Search code examples
cudaruntime-errorubuntu-12.04tesla

Disabled ECC support for Tesla C2070 and Ubuntu 12.04


I have a headless workstation running Ubuntu 12.04 server and recently installed new Tesla C2070 card, but when running the examples from the CUDA SDK, I get the following error:

NVIDIA_GPU_Computing_SDK/C/bin/linux/release% ./reduction 
[reduction] starting...

Using Device 0: Tesla C2070

Reducing array of type int

16777216 elements
256 threads (max)
64 blocks

reduction.cpp(473) : cudaSafeCallNoSync() Runtime API error 39 : uncorrectable ECC error encountered.

Actually, this error occurs with all other examples except "deviceQuery".

I'm using kernel 3.2.0, nvidia driver 295.41 and Cuda 4.2.9.
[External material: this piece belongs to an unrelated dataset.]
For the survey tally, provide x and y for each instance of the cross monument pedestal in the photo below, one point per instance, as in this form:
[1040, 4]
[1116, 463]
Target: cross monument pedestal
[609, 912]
After a lot of searching found a suggestion to disable the ecc support by:

   nvidia-smi -g 0 --ecc-config=0

which worked. But the question is how reliable will be the GPU computing with disabled ecc support?

Any advice, suggestion or solution will be highly appreciated.

-Konstantin


Solution

  • I'm wondering if this may be some sort of compatibility issue, rather than a bad card. I'm suffering from the same problem with a Tesla C2075, same Ubuntu version. We contacted nVidia and they told us that double-bit ECC errors (as seen using nvidia-smi -q in linux) meant that the card was probably broken. We obtained a replacement, but it has exactly the same issues.

    It seems unlikely that both the boards I have had are broken in the same way, so we're going to try it in another machine if we can find a suitable one.

    I'll post anything interesting that we learn.